Me: "My mum and I were incredibly close when I was young. She's always been very affectionate and loving, and very proud of her family. If I misbehaved or disagreed with her, she would ignore me, sometimes for days at a time. It was her way of dealing with conflict and it still is. As a child, it made me feel utterly desperate and rejected, especially with her being so loving the rest of the time - result being I was almost always 'good'. My dad was ill for a long time and she supported him through it, but also had an affair with a family friend for the majority of her marriage. She started confiding in me about the pressure of looking after Dad and her love life when I was 10, and called me her 'best friend'. I felt responsible for her happiness for many years, and I think that resulted in moderate depression (which I've largely hidden) which started in my twenties. I did try to talk to her a couple of times about it but she shut the conversation down, always saying that I was her rock and the one person in the family she could rely on (my brother had mental health issues from a young age). My husband is a loving, brilliant father and husband. He can be abrupt and rude when he's in that frame of mind, but it isn't deliberate. He's very accepting of the situation with Mum and doesn't resent how big a part of each other's lives we are. He's offended Mum in the past with minor comments, and she's reacted by refusing all contact for weeks at a time. I've tried to talk to her about it, but it ends up in her saying horrible things about him and her then also ignoring me. I suppose she feels betrayed if I don't entirely agree with her, but I end up very conflicted. The children are getting old enough to notice when this kind of thing happens and I find it unbearable. On the outside, we're still very close - I do everything I can for her, see her practically every day and go out with her at the weekend. She does loads for us as a family in terms of collecting the kids from school and looking after them until we finish work.

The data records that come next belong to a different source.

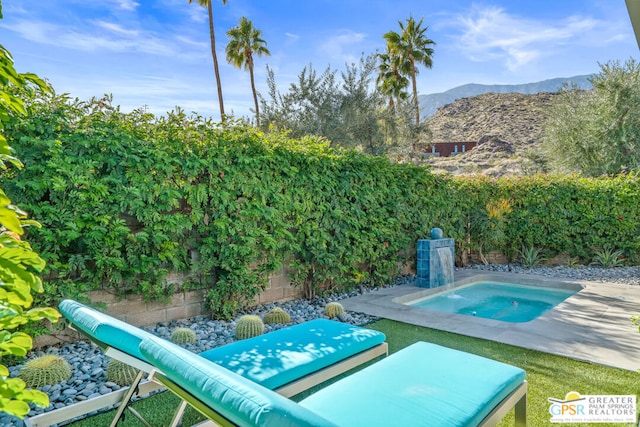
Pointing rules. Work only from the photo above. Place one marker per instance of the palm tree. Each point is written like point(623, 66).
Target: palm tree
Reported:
point(411, 47)
point(207, 4)
point(244, 43)
point(390, 81)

We really appreciate her help and she says she'd have no-one in her life if it wasn't for us and the school run. But on the inside, I still resent the way she controlled me and made her responsible for her emotional wellbeing. I'm continually wary that she'll behave similarly to my children. Every day I have to watch every word and action to avoid offending her and it's exhausting."
I'm sorry that was so long. I'm not in any way suggesting that this is relevant to anyone else's story of estrangement - I just wanted to explain two sides to the same story.